The SEC can push these deals back into FINRA, which oversees all broker-dealers. It moves publicly offered deals into the broker-dealer world and outside “the unknown world,” which is being called “the wild, wild West,” Steinhause said.

There are exemptions to those who have to file as broker-dealers. However, under the recent SEC rulings, if someone is paid compensation based on a success, that makes the issuer a broker-dealer, Steinhause said.

The problem with broker-dealers raising money is the cost, with some charging 10 percent commission, Steinhause said. He discussed something called the “3 percent solution,” in which a broker-dealer is brought in to work with the issuer on all leads.

One of the company’s employees can work with the broker-dealer and become a registered broker-dealer and deals can go through them. They can sell the product and make sure the investor is suitable and accredited, Steinhause said. The 10 percent commission typically charged by broker-dealers includes 7 percent for a representative. With the 3 percent solution, that representative is eliminated, taking the 10 percent commission down to 3 percent.

The Bad Actor Disqualification, which also took effect Sept. 23, aims to keep felons from using Rule 506 to raise money, Steinhause said.

“If there’s a bad actor anywhere in the chain, you can’t use 506,” Steinhause said. That includes the issuer, affiliates of the issuer, officers or directors of the issuer, the broker-dealer selling securities and “the real killer” — the investor.

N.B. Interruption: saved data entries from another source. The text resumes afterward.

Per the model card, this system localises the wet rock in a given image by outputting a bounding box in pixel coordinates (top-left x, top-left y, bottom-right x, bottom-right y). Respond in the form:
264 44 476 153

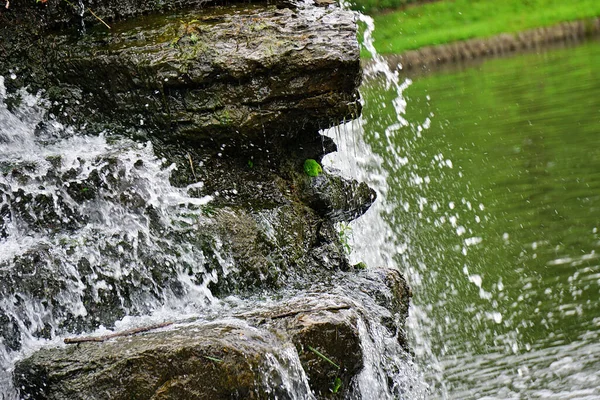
352 268 411 349
0 1 402 397
15 292 392 399
0 312 21 352
14 322 303 400
261 296 363 398
1 2 361 153
14 281 412 398
299 172 377 222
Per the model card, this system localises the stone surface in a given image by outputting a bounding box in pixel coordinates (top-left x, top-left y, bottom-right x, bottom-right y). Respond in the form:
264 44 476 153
14 269 411 399
0 141 376 349
263 296 363 398
0 2 361 151
15 322 299 400
299 172 377 222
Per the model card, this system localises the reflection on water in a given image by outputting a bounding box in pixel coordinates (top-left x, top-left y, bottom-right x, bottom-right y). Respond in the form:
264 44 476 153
348 39 600 398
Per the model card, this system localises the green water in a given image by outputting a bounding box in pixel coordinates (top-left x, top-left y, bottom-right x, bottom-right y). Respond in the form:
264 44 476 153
360 40 600 398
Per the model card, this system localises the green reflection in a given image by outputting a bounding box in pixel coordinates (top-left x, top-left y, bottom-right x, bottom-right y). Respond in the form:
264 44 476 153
361 40 600 396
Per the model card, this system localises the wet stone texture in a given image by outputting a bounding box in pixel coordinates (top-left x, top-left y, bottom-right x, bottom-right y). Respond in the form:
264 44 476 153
0 1 361 152
15 278 410 399
15 322 287 400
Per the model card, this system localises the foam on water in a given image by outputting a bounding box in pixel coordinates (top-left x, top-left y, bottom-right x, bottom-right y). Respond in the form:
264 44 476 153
0 78 224 397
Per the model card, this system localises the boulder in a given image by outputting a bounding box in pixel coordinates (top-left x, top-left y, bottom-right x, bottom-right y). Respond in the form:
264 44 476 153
13 285 402 399
299 172 377 222
0 1 361 152
14 321 308 400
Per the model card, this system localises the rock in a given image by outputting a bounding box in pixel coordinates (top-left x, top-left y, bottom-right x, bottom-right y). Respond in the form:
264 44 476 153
13 290 398 399
0 2 361 153
14 321 307 400
299 172 377 222
0 142 375 350
262 296 363 398
0 0 408 397
14 272 411 399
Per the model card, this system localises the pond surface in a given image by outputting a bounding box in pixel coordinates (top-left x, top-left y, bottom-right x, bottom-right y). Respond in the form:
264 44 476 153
337 39 600 398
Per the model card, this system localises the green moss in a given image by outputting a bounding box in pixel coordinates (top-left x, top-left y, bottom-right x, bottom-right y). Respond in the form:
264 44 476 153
303 159 322 177
353 262 368 270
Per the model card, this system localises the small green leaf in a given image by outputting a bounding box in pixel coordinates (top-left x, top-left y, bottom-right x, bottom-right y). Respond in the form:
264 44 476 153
331 377 342 394
303 159 322 177
203 355 223 363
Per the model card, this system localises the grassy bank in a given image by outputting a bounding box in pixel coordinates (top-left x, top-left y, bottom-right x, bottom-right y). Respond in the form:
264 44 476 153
365 0 600 55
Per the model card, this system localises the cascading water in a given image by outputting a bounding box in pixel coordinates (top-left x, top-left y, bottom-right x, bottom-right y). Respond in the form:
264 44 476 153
322 11 447 396
323 11 477 399
328 7 600 399
0 75 229 396
0 37 426 397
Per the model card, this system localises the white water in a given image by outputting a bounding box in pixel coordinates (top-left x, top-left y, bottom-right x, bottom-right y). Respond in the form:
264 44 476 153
0 76 227 396
0 56 426 398
326 10 600 400
323 12 458 399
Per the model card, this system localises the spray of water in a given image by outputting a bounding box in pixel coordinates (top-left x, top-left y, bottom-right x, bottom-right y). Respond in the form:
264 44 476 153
0 58 429 398
0 76 232 396
321 10 477 399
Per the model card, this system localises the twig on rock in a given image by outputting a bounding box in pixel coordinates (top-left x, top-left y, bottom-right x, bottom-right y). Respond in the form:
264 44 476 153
64 321 174 344
87 7 111 30
239 305 352 322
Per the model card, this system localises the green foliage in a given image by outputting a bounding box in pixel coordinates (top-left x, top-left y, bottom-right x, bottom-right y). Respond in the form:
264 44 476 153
338 222 352 255
307 345 340 369
366 0 600 55
353 261 367 270
331 377 342 394
303 159 322 177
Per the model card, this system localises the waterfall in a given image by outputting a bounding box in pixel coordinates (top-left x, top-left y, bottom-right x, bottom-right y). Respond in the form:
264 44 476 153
0 77 224 396
0 61 427 397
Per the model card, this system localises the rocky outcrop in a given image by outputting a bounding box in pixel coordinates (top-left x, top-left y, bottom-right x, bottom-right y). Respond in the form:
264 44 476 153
15 271 410 399
0 0 413 397
0 0 361 151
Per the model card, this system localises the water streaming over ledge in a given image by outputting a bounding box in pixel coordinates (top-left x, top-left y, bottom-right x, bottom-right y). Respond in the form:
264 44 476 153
327 16 600 398
0 12 430 394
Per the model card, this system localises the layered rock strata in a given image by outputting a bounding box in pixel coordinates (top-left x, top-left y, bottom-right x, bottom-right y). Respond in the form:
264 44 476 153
0 0 413 398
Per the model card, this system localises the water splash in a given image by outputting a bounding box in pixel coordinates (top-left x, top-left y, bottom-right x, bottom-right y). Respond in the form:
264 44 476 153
322 11 469 399
0 77 225 396
0 70 428 398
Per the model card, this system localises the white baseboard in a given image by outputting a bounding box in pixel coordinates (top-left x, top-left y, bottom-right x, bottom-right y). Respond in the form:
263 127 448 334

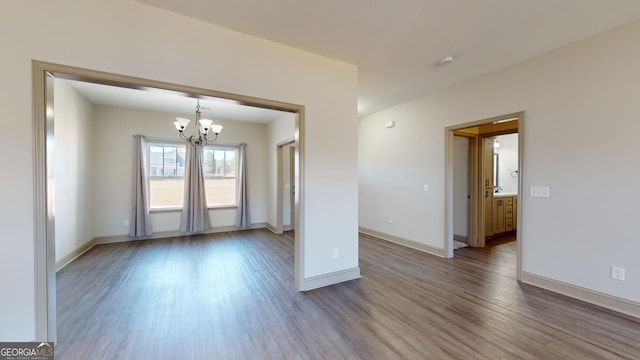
56 239 96 271
265 223 278 234
522 272 640 319
94 222 268 244
302 267 361 291
359 227 445 258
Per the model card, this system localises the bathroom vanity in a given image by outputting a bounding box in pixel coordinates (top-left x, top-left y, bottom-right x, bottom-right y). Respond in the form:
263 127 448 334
490 194 517 236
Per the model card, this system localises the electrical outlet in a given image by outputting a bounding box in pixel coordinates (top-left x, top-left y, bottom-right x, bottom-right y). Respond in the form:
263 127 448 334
387 218 393 225
611 266 625 281
123 220 129 227
332 248 339 259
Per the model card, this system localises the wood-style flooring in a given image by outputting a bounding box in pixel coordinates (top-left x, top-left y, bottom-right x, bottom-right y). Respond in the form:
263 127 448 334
56 230 640 359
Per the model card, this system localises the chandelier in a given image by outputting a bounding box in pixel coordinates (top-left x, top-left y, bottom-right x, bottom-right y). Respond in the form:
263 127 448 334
173 99 223 146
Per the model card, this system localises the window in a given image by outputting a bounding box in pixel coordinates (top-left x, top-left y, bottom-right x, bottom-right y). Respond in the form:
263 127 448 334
148 144 186 209
147 142 238 209
202 148 237 207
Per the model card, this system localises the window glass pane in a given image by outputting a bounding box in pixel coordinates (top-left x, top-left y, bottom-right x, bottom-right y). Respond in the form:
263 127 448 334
205 178 236 207
225 150 236 177
203 149 215 177
149 146 164 177
176 147 186 176
150 178 184 208
148 143 186 209
214 150 225 177
163 147 177 176
204 147 238 206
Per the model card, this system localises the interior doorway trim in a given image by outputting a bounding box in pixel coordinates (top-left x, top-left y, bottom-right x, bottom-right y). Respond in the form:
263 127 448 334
444 112 524 279
32 60 306 342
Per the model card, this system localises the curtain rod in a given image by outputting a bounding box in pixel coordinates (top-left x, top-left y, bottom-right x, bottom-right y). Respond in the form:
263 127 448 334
133 134 243 147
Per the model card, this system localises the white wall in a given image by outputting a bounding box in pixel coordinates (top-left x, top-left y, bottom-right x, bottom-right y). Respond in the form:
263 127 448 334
452 136 469 237
495 133 518 194
53 79 94 261
359 21 640 304
92 105 269 236
0 0 358 341
358 107 442 243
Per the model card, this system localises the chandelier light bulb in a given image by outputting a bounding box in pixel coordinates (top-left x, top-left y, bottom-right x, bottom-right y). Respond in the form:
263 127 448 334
174 100 222 146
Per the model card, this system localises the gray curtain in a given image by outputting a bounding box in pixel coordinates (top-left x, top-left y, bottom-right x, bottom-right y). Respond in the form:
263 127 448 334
130 135 153 237
236 143 251 228
180 143 211 233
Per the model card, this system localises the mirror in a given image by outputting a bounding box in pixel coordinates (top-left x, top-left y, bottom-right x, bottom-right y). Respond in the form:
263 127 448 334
493 153 499 190
493 133 518 194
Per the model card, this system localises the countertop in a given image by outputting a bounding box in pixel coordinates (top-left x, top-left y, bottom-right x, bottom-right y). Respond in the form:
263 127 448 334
493 192 517 197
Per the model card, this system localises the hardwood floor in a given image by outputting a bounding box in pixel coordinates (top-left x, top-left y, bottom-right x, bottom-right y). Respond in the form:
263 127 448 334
56 230 640 359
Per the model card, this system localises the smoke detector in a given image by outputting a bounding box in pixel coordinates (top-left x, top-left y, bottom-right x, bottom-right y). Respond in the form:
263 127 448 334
438 56 454 66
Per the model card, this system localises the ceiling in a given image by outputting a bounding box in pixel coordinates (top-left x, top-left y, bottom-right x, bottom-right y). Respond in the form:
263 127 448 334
135 0 640 116
66 79 286 124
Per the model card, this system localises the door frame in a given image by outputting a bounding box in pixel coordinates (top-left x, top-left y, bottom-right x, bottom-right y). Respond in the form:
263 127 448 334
445 112 524 280
32 60 307 342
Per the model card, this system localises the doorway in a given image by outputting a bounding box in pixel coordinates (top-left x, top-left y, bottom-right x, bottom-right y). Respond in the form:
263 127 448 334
32 60 306 342
445 112 524 279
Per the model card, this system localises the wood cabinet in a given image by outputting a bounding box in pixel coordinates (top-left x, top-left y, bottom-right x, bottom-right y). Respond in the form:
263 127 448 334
491 195 517 236
492 198 505 234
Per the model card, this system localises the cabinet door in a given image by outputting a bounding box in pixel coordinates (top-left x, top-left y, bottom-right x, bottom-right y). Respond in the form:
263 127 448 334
492 198 505 234
505 218 513 231
485 190 493 236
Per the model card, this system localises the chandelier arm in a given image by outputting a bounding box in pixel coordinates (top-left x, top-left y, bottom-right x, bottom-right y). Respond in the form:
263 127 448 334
175 100 221 146
178 131 190 141
204 131 218 143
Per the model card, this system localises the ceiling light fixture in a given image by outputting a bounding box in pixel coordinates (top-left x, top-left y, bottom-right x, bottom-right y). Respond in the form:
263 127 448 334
492 117 518 124
174 99 223 146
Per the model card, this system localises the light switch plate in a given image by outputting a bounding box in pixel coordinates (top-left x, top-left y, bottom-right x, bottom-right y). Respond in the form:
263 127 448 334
423 184 429 192
611 266 625 281
530 186 550 198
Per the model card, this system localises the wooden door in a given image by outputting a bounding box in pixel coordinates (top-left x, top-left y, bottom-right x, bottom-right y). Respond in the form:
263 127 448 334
492 198 505 234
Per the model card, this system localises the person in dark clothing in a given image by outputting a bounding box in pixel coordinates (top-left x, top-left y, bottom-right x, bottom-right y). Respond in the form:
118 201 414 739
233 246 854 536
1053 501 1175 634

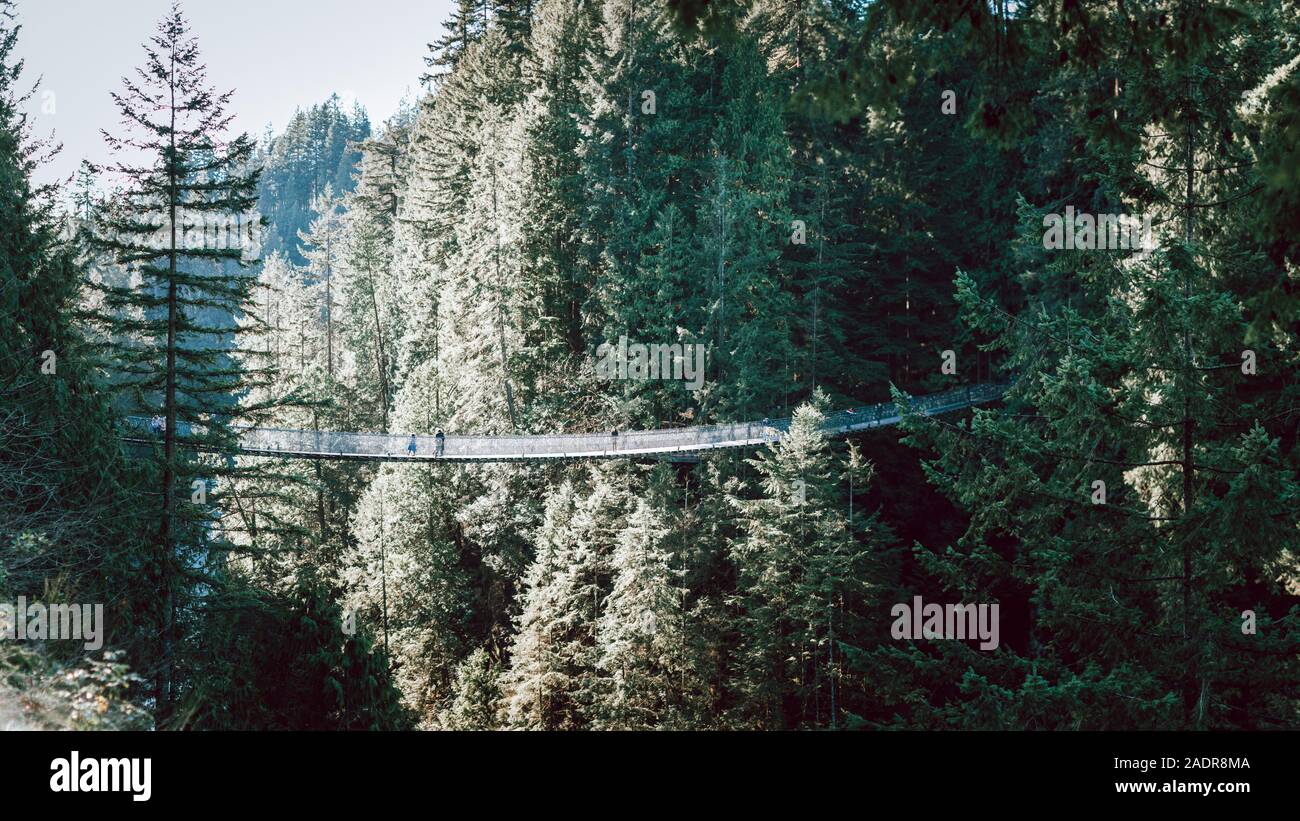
407 434 417 456
435 428 445 457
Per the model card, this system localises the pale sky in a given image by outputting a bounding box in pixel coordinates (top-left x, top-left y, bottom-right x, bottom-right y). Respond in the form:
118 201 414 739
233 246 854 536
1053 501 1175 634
14 0 453 187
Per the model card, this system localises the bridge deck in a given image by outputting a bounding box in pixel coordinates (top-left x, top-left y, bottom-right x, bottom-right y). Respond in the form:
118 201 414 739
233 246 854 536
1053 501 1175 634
121 383 1007 463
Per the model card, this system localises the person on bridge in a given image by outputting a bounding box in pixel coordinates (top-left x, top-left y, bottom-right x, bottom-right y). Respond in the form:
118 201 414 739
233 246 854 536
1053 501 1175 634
407 434 417 456
435 428 445 457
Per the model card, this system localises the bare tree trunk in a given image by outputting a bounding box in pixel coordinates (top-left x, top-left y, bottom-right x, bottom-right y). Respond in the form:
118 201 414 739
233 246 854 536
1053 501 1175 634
1180 76 1199 726
325 232 334 377
156 44 179 725
367 275 389 430
491 161 518 429
314 411 327 549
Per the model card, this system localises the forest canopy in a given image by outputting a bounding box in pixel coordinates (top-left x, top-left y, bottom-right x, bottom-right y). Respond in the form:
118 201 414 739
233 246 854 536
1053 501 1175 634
1 0 1298 731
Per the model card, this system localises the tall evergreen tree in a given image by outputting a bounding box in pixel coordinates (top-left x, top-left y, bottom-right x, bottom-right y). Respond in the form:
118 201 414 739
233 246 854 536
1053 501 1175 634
255 96 369 264
425 0 488 81
593 495 704 728
0 0 156 698
88 2 269 721
442 646 504 729
297 186 345 378
883 0 1300 730
728 393 882 728
343 465 473 724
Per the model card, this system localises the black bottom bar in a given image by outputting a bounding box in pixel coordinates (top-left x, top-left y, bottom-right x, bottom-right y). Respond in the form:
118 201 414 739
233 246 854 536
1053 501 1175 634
3 730 1289 810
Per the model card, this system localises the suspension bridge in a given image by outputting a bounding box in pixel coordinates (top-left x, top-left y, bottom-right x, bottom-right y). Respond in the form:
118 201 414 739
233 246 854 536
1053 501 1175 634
120 382 1008 464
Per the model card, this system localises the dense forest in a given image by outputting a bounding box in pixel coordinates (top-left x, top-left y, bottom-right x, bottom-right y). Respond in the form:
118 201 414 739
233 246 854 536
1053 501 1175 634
2 0 1299 731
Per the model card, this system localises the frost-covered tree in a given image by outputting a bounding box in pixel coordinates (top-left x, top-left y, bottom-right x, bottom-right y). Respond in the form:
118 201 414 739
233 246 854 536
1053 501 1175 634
297 186 346 378
344 465 473 723
441 647 503 729
593 496 704 729
501 480 584 728
729 393 881 728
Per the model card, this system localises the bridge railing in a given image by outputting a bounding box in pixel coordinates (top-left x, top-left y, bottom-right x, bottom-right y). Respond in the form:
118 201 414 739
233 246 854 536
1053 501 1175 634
128 415 784 459
821 381 1008 435
121 382 1009 460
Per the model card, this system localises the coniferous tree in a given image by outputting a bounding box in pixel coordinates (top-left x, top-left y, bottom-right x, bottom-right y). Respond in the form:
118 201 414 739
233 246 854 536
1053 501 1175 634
728 393 882 728
88 2 269 721
185 567 414 730
255 96 369 264
698 41 797 418
297 186 345 378
502 480 584 728
344 465 473 723
425 0 488 81
593 496 704 728
493 0 535 58
0 0 155 703
578 0 718 428
512 0 597 428
442 647 504 729
880 0 1300 730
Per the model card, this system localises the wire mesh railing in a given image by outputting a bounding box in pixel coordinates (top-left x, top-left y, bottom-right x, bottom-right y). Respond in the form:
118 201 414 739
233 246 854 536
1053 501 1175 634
121 382 1009 463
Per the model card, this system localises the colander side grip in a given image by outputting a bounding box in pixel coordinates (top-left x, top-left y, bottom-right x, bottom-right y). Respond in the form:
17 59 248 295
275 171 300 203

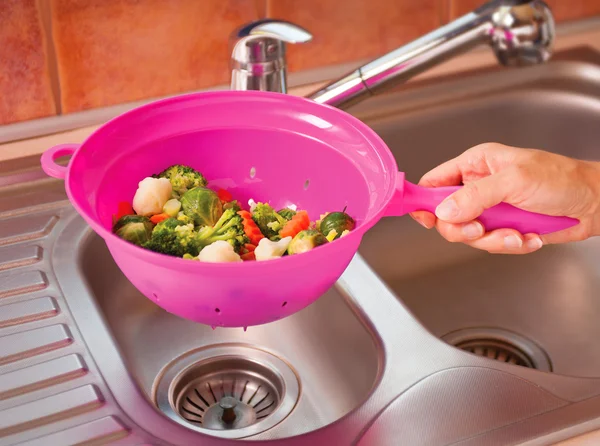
384 173 579 235
41 144 79 180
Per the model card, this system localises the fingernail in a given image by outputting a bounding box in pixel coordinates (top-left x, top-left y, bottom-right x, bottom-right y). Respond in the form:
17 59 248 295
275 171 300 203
418 220 433 229
504 235 523 249
462 222 484 239
526 237 543 250
436 199 459 220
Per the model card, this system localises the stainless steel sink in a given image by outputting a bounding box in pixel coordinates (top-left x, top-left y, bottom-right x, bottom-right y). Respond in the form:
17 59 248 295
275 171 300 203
3 55 600 446
356 56 600 379
79 232 381 439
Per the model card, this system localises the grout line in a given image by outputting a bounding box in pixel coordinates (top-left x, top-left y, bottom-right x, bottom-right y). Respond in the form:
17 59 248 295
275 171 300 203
265 0 273 18
439 0 452 26
254 0 267 19
448 0 456 21
36 0 62 116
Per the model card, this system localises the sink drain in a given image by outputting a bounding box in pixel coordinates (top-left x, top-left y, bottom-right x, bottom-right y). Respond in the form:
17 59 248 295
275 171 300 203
154 345 300 439
442 327 552 372
175 358 281 429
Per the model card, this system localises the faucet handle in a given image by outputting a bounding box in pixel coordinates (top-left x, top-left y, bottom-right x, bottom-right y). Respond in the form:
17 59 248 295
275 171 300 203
230 19 312 93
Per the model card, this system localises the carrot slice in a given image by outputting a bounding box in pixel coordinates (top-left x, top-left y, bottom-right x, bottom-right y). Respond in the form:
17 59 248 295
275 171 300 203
238 211 265 245
241 251 256 261
217 189 233 202
280 210 310 239
244 243 256 252
150 213 170 224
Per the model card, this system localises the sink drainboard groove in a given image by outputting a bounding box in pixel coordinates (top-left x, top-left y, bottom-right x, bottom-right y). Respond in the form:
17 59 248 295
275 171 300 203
0 204 130 444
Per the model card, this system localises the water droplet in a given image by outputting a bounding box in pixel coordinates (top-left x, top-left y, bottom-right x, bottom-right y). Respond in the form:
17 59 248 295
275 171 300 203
152 293 159 302
211 325 216 330
303 179 310 190
243 326 248 332
249 167 256 178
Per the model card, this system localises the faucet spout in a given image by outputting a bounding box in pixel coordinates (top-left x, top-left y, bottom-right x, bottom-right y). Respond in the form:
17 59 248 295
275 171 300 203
307 0 554 109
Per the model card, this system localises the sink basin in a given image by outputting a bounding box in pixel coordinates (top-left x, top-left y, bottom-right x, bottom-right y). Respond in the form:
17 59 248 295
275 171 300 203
79 231 381 440
357 58 600 378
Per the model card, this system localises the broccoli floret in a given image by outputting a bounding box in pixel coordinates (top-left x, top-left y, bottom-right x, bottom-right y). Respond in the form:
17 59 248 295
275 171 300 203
223 200 242 213
154 164 207 198
176 211 194 225
252 203 287 240
277 208 297 221
196 208 248 253
113 215 154 246
143 218 199 257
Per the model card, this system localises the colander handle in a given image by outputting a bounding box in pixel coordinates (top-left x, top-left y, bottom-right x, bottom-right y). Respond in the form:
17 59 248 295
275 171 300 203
386 176 579 235
41 144 79 180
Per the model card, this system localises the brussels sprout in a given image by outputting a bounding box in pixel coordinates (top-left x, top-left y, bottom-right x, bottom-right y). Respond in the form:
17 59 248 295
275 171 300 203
180 186 223 227
318 210 355 240
113 215 154 246
287 229 328 255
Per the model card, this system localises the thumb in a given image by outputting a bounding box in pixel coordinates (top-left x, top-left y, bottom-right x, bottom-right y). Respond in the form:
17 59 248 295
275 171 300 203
435 170 514 223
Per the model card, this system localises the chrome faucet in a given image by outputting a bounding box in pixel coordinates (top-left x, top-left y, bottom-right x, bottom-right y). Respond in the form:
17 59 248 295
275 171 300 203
229 0 554 109
229 19 313 94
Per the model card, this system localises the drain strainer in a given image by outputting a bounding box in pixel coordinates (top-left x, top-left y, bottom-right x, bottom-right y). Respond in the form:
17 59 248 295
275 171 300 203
442 327 552 372
176 357 281 429
154 345 300 439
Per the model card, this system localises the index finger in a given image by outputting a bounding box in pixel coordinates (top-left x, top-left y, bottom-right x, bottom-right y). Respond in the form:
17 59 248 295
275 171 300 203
418 156 464 187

Any beneficial owner of 20 percent or more of the issuer’s outstanding voting equity securities can’t be involved with any of the disqualifying events, which include: a felony involving something that is a security, or fraudulent activity either with the SEC, the state, in a court, through a regulatory agency of a state or through FINRA, Steinhause said.

Companies may be able to use platforms such as funding clubs or angel lists, where accredited investors can search a website for Private Placements Memorandums from people offering securities, Steinhause said.

He added that he does not think these platforms will be successful because the platform charges a fee to the investor, so investors will be more likely to go directly to the company to get all the profit.

The SEC is proposing rules that are “a little painful,” Steinhause said. Those rules include requiring 15 days’ notice before the first advertisement, and losing the right to do securities offerings for five years if Form D isn’t filed.